Katie gestured to the waiter for another bottle. “I didn’t. He just made me think I did. I can see that now.”

“How?”

She gave a sarcastic laugh. “He groomed me. I was charmed by him; he was attentive and interested; he brought me gifts that were thoughtful and sent me flowers. He surprised me with dates, taking me to interesting places and restaurants that weren’t pretentious or somewhere just to be seen. I spent more and more of my time with him, and less with anyone else. I didn’t listen to what my friends were saying, that they’d heard he had a temper, that he was involved with criminal activity and organised crime. I chose to believe the Dean Lacey he showed me and when he proposed after just a few months it was too easy to say yes. He promised me time and funding for my charities and a chance to step away from the glare of the media so I could put my time into somethinggood. And then he started to change, but I had no one else. My friends were pissed off with me because I’d ignored them and he’d spent time telling me how my friends weren’t good enough, they were jealous, that I had him now… all the shit you’d associate with a manipulative, controlling abuser. But you don’t see it when you’re with them.”

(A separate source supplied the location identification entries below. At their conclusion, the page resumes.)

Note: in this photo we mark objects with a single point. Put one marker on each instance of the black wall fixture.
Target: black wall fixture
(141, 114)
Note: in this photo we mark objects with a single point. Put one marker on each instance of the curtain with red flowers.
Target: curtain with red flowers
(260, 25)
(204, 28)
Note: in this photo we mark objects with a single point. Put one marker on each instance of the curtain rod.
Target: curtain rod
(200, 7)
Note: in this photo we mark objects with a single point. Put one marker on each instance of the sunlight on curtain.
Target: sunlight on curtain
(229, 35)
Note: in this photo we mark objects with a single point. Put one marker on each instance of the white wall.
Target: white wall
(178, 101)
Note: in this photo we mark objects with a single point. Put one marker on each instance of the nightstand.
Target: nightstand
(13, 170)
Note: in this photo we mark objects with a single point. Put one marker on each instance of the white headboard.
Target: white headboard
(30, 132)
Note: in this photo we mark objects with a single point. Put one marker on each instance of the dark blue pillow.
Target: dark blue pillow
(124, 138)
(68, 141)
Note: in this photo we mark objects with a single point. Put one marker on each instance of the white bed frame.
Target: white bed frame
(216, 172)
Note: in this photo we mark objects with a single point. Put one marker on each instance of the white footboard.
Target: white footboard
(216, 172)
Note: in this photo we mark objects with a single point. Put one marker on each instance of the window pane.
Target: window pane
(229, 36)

“Do you think he loved you?”

She shrugged her shoulders. “I don’t know. I don’t think he’s capable of feeling love so probably no. I was useful for him and easy to manipulate into the sort of relationship that he wanted. I was naïve and relatively innocent. What about you? Have you ever been in love?”

I remembered walking through Oxford, hand in hand, hoping no one who knew my brothers would see us; I remembered talking until it was dawn, the urge to touch him almost overwhelming in its strength; I remembered waking up with him curled around me, his arms encasing me and never having felt so safe. He made my heart beat and my lungs expand and when I sent him away I think I failed to live.

“Yes,” I said. “I’ve been in love.”

“With Killian?”

“Yes,” I said.I still am. Then I looked at her as she topped up her glass. “You’re drinking. But…”

She took a large drink, clearly almost half of the glass. “I’m not pregnant. My period started yesterday evening.”

“Are you sure it’s your period?”

She nodded. “I’m pretty sure. I’m seeing the doctor tomorrow and yeah, I know it might be a miscarriage but I could’ve missed a period with stress. I’ve never been hugely regular.”